Designate a space for a central wiring panel when setting up a whole-home theater network. The central wiring panel is where you locate the devices that let you connect the home theater to the rest of the house.

Most of your commonly used electronics gear will probably go right next to your home theater. You're better off relegating the gear that you just “plug and forget” to a wiring panel in an out-of-the-way place. For example:

  • Home cable interconnections with your cable company

  • Home phone interconnections with your telephone company

  • A centralized distribution point for your satellite dish wiring, if you have one

  • Cable, DSL, satellite, or ISDN modems and routers, if you have them

  • Ethernet hubs or switches for your Internet connection

The central wiring panel should be in a place that is out of sight but easily accessible. It needs to have plenty of space and adequate power to run a great deal of equipment. In the best-case scenario, you can create a dedicated room for your home theater and associated equipment.

Most homeowners or remodelers don’t have the luxury of adding a dedicated space for a wiring panel. In these cases, you have to try to make some part of the house do double duty as your wiring panel. A first stop is the place where your cable, telephone, and electrical connections currently come into the house. Here are some other places to consider locating your wiring panel:

  • The utility or laundry room: The biggest disadvantage of this location is the potential for high humidity, so make sure your clothes dryer is well ventilated to the outdoors. Good ventilation also keeps all the dust and lint from your dryer out of your sensitive electronics.

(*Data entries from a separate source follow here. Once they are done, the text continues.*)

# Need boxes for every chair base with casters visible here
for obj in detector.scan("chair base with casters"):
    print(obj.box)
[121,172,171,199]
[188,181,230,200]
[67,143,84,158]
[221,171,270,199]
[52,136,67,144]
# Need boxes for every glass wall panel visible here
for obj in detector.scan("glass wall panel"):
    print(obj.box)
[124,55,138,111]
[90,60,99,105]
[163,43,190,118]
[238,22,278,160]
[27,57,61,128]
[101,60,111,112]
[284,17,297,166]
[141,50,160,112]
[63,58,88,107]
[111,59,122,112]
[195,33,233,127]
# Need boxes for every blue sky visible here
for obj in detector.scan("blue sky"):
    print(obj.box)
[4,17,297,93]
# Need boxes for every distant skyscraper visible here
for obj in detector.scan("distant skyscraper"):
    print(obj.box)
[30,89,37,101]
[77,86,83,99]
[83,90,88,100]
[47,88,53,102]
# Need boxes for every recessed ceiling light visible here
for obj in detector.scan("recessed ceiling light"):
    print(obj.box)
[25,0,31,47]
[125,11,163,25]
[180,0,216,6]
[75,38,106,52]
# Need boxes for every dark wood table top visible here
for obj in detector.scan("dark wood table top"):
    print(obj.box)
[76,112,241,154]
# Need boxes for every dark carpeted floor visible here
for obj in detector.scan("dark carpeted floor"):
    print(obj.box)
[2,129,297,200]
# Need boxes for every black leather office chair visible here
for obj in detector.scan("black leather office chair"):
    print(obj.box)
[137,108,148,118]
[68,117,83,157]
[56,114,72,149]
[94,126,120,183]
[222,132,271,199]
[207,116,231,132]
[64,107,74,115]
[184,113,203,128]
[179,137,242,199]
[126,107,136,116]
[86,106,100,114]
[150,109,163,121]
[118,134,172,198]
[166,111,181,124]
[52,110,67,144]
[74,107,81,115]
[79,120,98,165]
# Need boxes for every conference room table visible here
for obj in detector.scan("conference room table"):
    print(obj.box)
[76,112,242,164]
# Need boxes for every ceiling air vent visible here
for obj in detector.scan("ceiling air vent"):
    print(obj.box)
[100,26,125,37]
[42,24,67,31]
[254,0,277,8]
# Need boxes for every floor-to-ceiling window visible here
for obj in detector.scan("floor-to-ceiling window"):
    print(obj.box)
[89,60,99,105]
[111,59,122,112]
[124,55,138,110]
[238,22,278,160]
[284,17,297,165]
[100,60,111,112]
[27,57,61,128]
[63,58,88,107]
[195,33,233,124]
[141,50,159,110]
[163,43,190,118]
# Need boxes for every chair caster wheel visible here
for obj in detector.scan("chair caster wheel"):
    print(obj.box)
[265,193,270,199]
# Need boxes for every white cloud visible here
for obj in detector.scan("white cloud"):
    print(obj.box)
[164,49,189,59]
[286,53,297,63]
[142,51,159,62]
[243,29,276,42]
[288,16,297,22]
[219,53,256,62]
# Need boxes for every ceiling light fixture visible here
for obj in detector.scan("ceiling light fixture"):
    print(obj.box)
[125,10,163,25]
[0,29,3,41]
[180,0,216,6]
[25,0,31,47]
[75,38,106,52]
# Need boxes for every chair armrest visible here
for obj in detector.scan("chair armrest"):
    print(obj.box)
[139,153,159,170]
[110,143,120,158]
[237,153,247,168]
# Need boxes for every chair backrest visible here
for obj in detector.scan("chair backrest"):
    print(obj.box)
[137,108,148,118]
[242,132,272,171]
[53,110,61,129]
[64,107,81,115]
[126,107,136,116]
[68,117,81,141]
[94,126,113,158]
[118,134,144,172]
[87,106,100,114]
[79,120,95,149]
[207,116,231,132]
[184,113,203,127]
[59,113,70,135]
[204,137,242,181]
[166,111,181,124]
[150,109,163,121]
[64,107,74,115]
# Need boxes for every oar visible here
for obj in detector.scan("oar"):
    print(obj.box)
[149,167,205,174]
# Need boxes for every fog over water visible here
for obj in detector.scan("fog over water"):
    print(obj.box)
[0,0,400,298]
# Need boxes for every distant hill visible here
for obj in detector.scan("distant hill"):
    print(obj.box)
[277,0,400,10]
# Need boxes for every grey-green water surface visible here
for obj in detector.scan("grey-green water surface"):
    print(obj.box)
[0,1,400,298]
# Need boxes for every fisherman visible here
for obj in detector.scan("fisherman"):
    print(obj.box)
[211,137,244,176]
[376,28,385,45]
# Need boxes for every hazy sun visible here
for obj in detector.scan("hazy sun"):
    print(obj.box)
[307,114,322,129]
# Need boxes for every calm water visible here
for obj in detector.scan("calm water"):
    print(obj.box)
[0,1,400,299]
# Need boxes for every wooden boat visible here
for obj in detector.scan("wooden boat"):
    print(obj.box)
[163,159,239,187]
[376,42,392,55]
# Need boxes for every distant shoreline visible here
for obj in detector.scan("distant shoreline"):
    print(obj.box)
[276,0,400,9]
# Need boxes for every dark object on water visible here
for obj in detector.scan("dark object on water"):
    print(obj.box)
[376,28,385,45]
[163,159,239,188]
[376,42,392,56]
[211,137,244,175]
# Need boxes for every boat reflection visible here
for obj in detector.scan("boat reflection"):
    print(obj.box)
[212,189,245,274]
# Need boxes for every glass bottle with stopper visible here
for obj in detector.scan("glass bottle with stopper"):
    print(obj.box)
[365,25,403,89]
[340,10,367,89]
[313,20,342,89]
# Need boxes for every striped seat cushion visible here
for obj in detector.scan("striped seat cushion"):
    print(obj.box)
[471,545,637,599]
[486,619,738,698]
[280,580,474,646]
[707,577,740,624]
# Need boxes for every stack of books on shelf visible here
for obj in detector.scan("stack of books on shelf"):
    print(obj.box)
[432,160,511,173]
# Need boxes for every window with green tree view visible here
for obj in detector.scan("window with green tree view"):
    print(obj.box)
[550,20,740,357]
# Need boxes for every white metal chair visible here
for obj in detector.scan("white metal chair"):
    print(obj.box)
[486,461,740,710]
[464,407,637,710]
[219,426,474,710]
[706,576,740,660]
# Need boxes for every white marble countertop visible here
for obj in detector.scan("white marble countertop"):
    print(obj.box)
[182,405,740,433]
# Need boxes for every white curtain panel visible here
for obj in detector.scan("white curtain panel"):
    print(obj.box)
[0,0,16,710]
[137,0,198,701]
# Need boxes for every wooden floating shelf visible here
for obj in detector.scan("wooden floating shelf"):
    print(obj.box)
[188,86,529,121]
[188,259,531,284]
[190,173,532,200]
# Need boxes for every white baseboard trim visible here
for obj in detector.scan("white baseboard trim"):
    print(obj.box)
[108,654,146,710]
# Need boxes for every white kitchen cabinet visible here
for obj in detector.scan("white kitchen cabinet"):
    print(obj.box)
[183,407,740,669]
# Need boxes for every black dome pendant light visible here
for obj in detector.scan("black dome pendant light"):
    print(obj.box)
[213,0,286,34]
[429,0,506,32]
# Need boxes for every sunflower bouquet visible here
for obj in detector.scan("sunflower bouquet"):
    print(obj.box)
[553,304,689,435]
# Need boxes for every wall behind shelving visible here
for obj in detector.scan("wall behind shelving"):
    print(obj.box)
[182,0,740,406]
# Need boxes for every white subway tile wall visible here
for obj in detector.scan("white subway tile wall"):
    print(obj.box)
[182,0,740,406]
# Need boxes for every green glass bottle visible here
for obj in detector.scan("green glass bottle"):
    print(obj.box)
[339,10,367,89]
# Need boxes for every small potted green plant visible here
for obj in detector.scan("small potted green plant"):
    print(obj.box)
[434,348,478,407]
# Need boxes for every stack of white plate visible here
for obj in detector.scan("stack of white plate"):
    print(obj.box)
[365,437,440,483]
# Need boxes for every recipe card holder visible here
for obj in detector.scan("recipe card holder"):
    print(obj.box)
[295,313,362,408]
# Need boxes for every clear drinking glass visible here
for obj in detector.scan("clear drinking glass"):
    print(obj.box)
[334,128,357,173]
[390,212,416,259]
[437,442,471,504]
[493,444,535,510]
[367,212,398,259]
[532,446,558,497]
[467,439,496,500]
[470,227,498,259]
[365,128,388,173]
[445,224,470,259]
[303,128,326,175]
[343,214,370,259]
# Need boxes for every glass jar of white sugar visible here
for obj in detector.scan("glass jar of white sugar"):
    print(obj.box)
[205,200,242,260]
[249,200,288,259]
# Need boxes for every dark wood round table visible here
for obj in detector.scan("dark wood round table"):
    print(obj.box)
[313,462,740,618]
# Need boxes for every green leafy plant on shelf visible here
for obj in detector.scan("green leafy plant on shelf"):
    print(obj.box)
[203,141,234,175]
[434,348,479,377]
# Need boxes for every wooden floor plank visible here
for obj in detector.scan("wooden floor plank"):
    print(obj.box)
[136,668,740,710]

  • A protected garage: The potential for dust and extreme temperatures may make this location less than optimal for some homes, but the garage can be a useful location.

  • The basement: Many people choose the basement for a central wiring node because it’s easy to run wires through a drop ceiling. The basement can be a very good location, but keep in mind that basements can be both dusty and damp.

An important thing to keep in mind is that the natural enemies of electrical and electronic equipment are moisture, dust, and temperature extremes. So locations that may work for someone in Florida or California may not make as much sense for your house in Maine.